Last year's VAULT was anchored by a hedonistic, immersive retelling of The Great Gatsby; this time round, the same crew are back with a Peter-Pan-themed musical called Neverland.  It sounds very different… so what should we expect?  I really don't know.  But the promo video hints at a piratical theme, and plenty of hands-on engagement with the audience.  If you want to check it out for real, it's on for the whole eight weeks of the festival.

In contrast, you have just one chance to catch Joe Sellman-Leava's Fringe-First winning show Labels (pictured), but you really shouldn't miss it if you haven't seen it before.  The timing might be inconvenient – 2:45pm on Sunday – but it's worth interrupting your weekend for: an autobiographical piece clearly built from deep introspection, it's tellingly personal without becoming self-indulgent.  Sitting somewhere between a play and a humorous lecture, it tackles complex questions of identity in multicultural Britain, using Sellman-Leava's own melting-pot background to raise eye-opening topics I'd never even considered before.

Sellman-Laeva's main show at VAULT, meanwhile, is Monster – a newish play which takes on the equally-challenging themes of male violence.  It's an intricately-constructed work, which mashes up Shakespearean texts, TV interviews by the disgraced boxer Mike Tyson, and a haunting column written by actor Patrick Stewart (who witnessed and experienced domestic abuse when he was a child).  To be honest, I wasn't so keen on this one when I reviewed it in Edinburgh, but pretty much everyone else disagreed.  See it yourself and make up your own mind.

If that all sounds too heavy for a fun night out, let me point you towards Police Cops In Space.  The award-winning original Police Cops was a fast-paced, high-energy pastiche of a 1970's crime series; this sequel offers more of the same, but in the future.  Woooh.  Occasionally poignant but mostly just silly, it's one to enjoy with friends and a beer or two; it packed out a good-sized venue at the Edinburgh Fringe last year and I'm sure it'll go down a storm here as well.
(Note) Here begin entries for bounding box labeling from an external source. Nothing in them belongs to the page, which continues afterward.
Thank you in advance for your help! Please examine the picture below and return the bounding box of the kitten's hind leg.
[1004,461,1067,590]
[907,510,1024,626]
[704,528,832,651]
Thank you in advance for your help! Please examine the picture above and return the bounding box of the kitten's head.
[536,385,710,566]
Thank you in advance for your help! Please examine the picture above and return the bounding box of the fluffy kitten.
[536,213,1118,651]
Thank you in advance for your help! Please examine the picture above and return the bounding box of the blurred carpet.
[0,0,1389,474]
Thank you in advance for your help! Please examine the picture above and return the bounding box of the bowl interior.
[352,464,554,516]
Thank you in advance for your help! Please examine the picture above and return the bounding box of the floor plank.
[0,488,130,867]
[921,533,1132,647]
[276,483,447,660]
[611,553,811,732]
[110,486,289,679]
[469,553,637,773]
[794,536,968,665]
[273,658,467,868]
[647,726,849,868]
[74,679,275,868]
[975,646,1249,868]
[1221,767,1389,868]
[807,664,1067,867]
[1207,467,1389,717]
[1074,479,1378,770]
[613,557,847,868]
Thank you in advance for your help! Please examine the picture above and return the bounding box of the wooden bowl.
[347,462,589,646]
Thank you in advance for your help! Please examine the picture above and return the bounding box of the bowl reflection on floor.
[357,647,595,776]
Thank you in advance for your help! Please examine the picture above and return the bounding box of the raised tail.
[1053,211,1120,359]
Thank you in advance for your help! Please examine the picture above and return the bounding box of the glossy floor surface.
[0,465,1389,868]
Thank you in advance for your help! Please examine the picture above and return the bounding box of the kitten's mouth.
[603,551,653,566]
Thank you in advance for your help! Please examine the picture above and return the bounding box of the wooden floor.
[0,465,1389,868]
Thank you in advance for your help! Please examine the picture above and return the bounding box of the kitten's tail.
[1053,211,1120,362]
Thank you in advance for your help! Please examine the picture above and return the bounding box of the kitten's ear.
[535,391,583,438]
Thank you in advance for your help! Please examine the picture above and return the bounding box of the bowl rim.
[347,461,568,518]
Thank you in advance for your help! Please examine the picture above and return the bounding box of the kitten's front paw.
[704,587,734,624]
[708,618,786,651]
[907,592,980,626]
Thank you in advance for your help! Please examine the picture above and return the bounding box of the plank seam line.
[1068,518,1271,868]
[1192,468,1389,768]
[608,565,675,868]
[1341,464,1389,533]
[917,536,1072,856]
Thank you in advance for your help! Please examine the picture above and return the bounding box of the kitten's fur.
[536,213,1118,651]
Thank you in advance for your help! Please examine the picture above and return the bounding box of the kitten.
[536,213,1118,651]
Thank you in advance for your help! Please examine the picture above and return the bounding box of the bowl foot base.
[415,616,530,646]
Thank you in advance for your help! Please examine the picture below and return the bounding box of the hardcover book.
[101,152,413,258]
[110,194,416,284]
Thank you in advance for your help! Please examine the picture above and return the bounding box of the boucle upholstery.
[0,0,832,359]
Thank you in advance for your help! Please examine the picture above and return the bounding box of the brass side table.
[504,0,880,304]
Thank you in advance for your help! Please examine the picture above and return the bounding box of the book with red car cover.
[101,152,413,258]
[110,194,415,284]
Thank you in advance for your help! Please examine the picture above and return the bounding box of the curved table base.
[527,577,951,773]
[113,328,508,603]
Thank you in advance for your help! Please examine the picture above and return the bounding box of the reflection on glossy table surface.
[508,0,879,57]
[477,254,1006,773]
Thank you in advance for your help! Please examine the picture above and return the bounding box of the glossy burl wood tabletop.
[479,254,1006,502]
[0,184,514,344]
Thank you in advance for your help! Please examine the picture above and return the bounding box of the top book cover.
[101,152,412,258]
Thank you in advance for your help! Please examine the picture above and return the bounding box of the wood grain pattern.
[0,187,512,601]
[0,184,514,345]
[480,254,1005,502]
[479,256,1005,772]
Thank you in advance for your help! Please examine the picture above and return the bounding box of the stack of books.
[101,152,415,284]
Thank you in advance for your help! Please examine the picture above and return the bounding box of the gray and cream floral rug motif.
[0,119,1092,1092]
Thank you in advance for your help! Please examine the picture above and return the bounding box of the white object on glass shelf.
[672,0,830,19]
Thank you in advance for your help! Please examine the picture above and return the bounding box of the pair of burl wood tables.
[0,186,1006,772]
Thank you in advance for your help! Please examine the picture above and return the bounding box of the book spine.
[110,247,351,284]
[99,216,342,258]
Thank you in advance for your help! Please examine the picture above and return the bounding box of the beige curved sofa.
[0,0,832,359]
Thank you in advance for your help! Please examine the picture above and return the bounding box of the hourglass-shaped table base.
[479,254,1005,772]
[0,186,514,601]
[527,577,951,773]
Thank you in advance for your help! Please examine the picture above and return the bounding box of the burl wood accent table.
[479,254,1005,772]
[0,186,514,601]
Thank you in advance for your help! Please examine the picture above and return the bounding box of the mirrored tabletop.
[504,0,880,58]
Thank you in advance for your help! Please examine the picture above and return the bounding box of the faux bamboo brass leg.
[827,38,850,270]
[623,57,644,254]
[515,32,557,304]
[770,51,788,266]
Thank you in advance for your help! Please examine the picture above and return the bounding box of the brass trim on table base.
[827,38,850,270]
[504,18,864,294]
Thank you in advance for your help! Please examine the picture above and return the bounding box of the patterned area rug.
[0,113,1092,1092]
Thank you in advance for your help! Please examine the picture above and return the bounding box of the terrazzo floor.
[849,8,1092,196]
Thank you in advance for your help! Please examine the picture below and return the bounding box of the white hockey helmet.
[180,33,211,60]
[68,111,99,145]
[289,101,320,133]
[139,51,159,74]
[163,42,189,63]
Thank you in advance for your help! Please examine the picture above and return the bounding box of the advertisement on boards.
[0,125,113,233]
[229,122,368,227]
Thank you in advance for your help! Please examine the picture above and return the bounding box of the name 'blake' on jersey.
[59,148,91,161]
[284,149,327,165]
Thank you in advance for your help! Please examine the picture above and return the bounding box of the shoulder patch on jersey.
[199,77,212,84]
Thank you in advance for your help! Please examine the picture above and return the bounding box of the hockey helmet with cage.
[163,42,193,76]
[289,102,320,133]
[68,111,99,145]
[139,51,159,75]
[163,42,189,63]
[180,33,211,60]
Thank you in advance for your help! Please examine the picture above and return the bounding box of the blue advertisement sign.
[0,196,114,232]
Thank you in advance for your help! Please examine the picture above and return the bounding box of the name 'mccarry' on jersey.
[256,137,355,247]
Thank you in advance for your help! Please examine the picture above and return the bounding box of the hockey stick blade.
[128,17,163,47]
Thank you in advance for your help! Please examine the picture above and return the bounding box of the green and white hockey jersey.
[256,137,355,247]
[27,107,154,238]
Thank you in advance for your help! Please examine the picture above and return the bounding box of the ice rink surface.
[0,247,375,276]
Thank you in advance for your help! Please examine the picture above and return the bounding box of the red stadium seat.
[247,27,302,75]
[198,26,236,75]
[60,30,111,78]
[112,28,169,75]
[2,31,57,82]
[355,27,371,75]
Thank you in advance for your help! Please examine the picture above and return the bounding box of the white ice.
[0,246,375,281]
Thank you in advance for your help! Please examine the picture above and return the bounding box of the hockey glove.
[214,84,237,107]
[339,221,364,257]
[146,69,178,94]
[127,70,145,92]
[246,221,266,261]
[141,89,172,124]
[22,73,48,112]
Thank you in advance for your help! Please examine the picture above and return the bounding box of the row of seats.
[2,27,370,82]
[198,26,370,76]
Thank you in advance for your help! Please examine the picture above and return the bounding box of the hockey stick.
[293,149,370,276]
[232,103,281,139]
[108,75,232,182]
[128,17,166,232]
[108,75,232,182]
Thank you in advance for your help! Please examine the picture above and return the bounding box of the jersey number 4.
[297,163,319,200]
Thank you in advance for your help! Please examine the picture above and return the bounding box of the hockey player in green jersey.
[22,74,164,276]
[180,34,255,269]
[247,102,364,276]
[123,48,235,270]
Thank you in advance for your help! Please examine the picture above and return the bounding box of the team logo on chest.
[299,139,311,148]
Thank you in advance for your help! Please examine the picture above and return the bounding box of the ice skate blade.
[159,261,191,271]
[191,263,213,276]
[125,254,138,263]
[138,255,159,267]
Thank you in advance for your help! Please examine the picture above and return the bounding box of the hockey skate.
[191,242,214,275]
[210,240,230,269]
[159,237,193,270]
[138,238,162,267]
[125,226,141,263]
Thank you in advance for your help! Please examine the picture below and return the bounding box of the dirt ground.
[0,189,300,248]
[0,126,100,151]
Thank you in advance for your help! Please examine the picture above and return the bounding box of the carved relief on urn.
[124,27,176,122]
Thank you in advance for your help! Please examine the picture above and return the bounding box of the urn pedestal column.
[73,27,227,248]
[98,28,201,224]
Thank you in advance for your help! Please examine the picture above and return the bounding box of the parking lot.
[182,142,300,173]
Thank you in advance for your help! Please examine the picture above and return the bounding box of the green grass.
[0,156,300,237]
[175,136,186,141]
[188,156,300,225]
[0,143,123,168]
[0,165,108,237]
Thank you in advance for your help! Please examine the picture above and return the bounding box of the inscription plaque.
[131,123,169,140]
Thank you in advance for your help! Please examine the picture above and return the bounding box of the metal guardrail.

Wrecked is another show I was lucky enough to catch in Edinburgh.  A short, one-woman play, it has a distinctive twist, as the actor and (tiny) audience all clamber inside the wreckage of a "crashed" car.  The performance is compelling, and little technical tricks elevate the experience, adding the interest and variety which the cramped staging might otherwise have taken away.  I think my colleague Michael hit the nail on the head with his Edinburgh review, and it'll be a hot ticket when word gets out – so I'd book now despite the fact it has a lengthy eight-week run.

There's also a show in a moving car, performed by two actors in the driver's and passenger's seats.  Rubber claims to be "street theatre like never before", which is nonsense – there have been shows in moving vehicles for decades.   But it's certainly an opportunity you don't get very often, and this review from the show's Edinburgh run suggests it's both rewarding and intense.  It's sold out for this week and for many dates after that, so book early if you want to see it before it closes on 18 March.

Also catching my eye this week: Silk Road, which impeccably captures the zeitgeist with its tale of the dark web and the rise of Bitcoin; Revolution, a show crossed with a board game which I'm sure to catch at some point during its eight-week run; and Becoming Shades, a modern circus show I failed to get a ticket for last year, which is also back for the full two months.